Les vacances d’octobre, où des millions de touristes chinois partent se défouler dans des lieux touristiques, ont donné lieu à des mutations génétiques : à la pousse de haricot s’est jointe toute une palette végétale – fleurs, bananes, carottes, piments, champignons, tournesols – vendus 0,7 euro pièce dans la rue, et quelques centimes seulement par lots de dix sur Taobao, la foire en ligne chinoise. Des petits rigolos ont ensuite commencé à exhiber une cuisse de poulet, une saucisse, et même un cafard, comme si chaque itération était une manière de se moquer de la précédente.
Un accessoire anti bling-bling ? Le retour d’une tradition ?
La presse et les réseaux sociaux se sont mis en quête d’une explication. Le phénomène pourrait signifier un désir de retour à la simplicité, comme s’il s’agissait pour une partie de la jeunesse d’afficher l’accessoire le plus sobre, meilleur marché et incongru possible, en réaction à l’obsession du luxe et aux goûts clinquants des tuhao, les nouveaux riches, bien moins fiers en ces temps de chasse à la corruption et d’anémie boursière. Une tendance qui se rapproche de la tribu des « anti-consommation » – qui recyclent le plus possible – et de ceux partis se « mettre au vert » loin des grandes villes, comme à Dali, un village du Yunnan devenu une base « bobo ».
Des internautes ont fait remarquer que ceux qui portaient une fleur ou un brin d’herbe (des vrais, pas en plastique) dans la Chine ancienne signalaient qu’ils n’avaient plus qu’eux-mêmes à vendre - leur corps pour les prostituées ou leur force de travail pour ceux qui étaient prêts à devenir des serviteurs. La comparaison n’a pas été du goût de tout le monde : la pop culture, se sont-ils vu expliquer, n’a pas forcément ses racines dans la Chine ancienne.
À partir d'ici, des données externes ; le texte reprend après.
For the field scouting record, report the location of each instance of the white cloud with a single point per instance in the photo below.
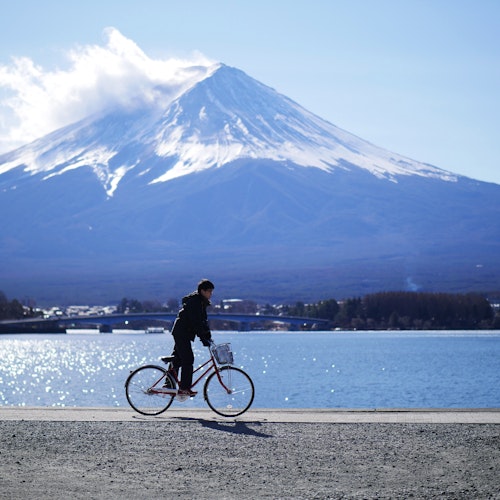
(34, 102)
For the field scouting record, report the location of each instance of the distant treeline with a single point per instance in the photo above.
(404, 310)
(378, 311)
(12, 309)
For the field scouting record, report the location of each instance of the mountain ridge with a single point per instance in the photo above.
(235, 181)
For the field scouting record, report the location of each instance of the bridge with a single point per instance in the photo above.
(108, 322)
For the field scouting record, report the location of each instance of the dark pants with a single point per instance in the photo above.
(184, 359)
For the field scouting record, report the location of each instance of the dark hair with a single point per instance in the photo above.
(205, 285)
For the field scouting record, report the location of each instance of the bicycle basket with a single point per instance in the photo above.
(223, 354)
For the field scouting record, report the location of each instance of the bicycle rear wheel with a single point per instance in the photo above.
(234, 397)
(143, 390)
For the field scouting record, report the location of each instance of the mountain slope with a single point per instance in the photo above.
(235, 181)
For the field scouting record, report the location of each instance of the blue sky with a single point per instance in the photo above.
(417, 77)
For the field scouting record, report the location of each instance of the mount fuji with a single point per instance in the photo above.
(228, 179)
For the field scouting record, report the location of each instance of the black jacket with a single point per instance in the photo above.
(192, 319)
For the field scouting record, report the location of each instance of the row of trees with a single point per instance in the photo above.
(11, 309)
(384, 310)
(404, 310)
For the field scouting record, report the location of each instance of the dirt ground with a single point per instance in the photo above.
(198, 458)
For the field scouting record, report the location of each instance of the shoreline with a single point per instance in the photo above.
(185, 454)
(274, 415)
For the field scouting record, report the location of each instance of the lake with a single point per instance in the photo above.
(432, 369)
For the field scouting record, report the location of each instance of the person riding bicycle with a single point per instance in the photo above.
(191, 321)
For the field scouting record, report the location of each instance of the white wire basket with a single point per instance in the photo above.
(223, 354)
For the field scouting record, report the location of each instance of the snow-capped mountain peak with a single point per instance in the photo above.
(218, 115)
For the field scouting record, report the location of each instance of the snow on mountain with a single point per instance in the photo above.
(221, 116)
(228, 178)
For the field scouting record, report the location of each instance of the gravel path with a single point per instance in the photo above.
(198, 458)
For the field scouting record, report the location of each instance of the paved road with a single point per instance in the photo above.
(427, 416)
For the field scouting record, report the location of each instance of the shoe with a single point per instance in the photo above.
(186, 392)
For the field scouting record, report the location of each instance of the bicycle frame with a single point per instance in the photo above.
(213, 366)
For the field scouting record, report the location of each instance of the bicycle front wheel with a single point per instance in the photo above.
(233, 396)
(143, 389)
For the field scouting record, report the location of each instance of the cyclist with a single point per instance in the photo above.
(191, 321)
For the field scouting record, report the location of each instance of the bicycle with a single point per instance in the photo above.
(228, 390)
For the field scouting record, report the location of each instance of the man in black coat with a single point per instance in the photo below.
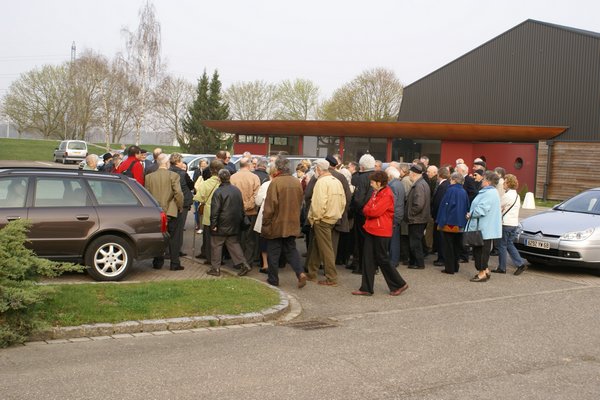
(360, 197)
(436, 201)
(226, 217)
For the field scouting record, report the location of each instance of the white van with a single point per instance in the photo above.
(70, 150)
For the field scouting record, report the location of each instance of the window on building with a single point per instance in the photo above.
(251, 139)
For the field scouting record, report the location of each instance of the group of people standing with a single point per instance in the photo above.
(359, 214)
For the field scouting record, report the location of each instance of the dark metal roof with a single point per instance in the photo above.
(536, 74)
(409, 130)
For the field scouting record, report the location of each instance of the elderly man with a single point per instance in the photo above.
(226, 216)
(281, 221)
(327, 206)
(165, 187)
(436, 200)
(432, 180)
(469, 182)
(398, 190)
(248, 183)
(154, 166)
(261, 170)
(91, 163)
(362, 194)
(417, 213)
(132, 166)
(187, 186)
Le chanteur taïwanais Jay Chou et son épouse, une herbe sur la tête
« L’herbe sur la tête », ont reconnu d’autres observateurs, est un avatar chinois de la culture japonaise du kawaii (« mignon »), qui en chinois se dit meng. D’ailleurs, une bande dessinée diffusée en ligne, Great Anny, dont l’auteure affiche 9 millions de clics sur son Weibo (le Twitter chinois), met en scène depuis longtemps un personnage dont la tête est ainsi surmontée d’une pousse chaque fois qu’il dit quelque chose de « mignon ».
Le magazine économique Caijing fait remonter la lubie du cao (prononcer « tsao », herbe en chinois) aux efforts marketing d’une société financière de Shanghaï, appelée Cai Miao Finance, dont le logo représente une pousse, et qui, pour sa promotion, avait diffusé, avant la mode actuelle, des photos de gens affublés d’une pousse verte.
Cette vogue du tou shang zhang cao a aussi bénéficié du coup de pouce, en septembre, du chanteur taïwanais Jay Chou, une star en Chine, quand il a mis en ligne une photo de lui et de son épouse avec un brin d’herbe sur la tête. De quoi faire fleurir des vocations.